For python dataframe, info() function provides memory usage. Is there any equivalent in pyspark ? Thanks
I have something in mind, its just a rough estimation. as far as i know spark doesn't have a straight forward way to get dataframe memory usage, But Pandas dataframe does. so what you can do is.
sample = df.sample(fraction = 0.01)
pdf = df.toPandas()
pdf.info()
Try to use the _to_java_object_rdd() function:
import py4j.protocol
from py4j.protocol import Py4JJavaError
from py4j.java_gateway import JavaObject
from py4j.java_collections import JavaArray, JavaList
from pyspark import RDD, SparkContext
from pyspark.serializers import PickleSerializer, AutoBatchedSerializer
# your dataframe what you'd estimate
df
# Helper function to convert python object to Java objects
def _to_java_object_rdd(rdd):
""" Return a JavaRDD of Object by unpickling
It will convert each Python object into Java object by Pyrolite, whenever the
RDD is serialized in batch or not.
"""
rdd = rdd._reserialize(AutoBatchedSerializer(PickleSerializer()))
return rdd.ctx._jvm.org.apache.spark.mllib.api.python.SerDe.pythonToJava(rdd._jrdd, True)

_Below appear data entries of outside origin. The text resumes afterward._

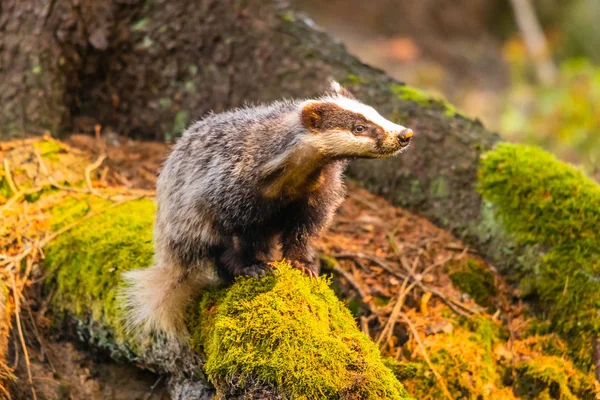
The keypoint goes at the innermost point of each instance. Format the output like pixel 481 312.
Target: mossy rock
pixel 544 202
pixel 475 279
pixel 286 331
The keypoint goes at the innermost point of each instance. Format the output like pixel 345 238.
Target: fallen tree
pixel 281 337
pixel 527 213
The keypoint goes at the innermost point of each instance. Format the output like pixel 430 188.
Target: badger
pixel 240 184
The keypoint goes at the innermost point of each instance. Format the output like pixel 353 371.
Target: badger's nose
pixel 404 137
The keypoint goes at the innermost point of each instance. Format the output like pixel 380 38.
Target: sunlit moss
pixel 552 377
pixel 290 332
pixel 87 261
pixel 474 278
pixel 286 331
pixel 465 360
pixel 543 201
pixel 409 93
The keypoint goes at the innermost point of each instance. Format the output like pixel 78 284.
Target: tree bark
pixel 149 68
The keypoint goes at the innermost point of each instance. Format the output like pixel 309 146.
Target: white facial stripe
pixel 340 143
pixel 368 112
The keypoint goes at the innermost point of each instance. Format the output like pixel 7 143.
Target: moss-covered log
pixel 285 336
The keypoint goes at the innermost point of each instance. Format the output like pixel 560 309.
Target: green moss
pixel 475 279
pixel 552 377
pixel 290 332
pixel 288 16
pixel 465 360
pixel 287 330
pixel 89 259
pixel 553 206
pixel 409 93
pixel 439 188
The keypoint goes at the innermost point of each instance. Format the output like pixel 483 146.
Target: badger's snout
pixel 404 137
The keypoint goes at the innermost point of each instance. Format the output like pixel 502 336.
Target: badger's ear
pixel 338 90
pixel 312 114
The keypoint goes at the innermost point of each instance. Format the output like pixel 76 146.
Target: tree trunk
pixel 148 68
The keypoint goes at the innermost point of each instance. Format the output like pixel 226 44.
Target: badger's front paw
pixel 257 270
pixel 309 268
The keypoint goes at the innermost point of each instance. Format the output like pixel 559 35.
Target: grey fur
pixel 213 211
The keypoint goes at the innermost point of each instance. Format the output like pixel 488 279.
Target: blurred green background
pixel 475 53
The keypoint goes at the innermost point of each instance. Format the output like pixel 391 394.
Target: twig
pixel 88 171
pixel 337 268
pixel 364 324
pixel 458 307
pixel 58 185
pixel 535 40
pixel 426 356
pixel 388 329
pixel 21 337
pixel 9 179
pixel 70 226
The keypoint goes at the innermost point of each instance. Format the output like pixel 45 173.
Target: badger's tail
pixel 155 299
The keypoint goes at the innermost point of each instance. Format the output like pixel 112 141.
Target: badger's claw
pixel 258 270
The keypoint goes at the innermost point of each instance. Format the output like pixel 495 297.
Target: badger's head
pixel 340 126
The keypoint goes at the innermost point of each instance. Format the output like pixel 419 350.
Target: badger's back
pixel 213 170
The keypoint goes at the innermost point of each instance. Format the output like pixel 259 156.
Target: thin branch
pixel 9 179
pixel 535 40
pixel 88 171
pixel 439 378
pixel 21 337
pixel 456 306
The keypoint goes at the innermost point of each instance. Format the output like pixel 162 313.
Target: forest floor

# First you have to convert it to an RDD
JavaObj = _to_java_object_rdd(df.rdd)
# Now we can run the estimator
sc._jvm.org.apache.spark.util.SizeEstimator.estimate(JavaObj)
How about below? It's in KB, X100 to get the estimated real size.
df.sample(fraction = 0.01).cache().count()
You can persist dataframe in memory and take action as df.count(). You would be able to check the size under storage tab on spark web ui.. let me know if it works for you.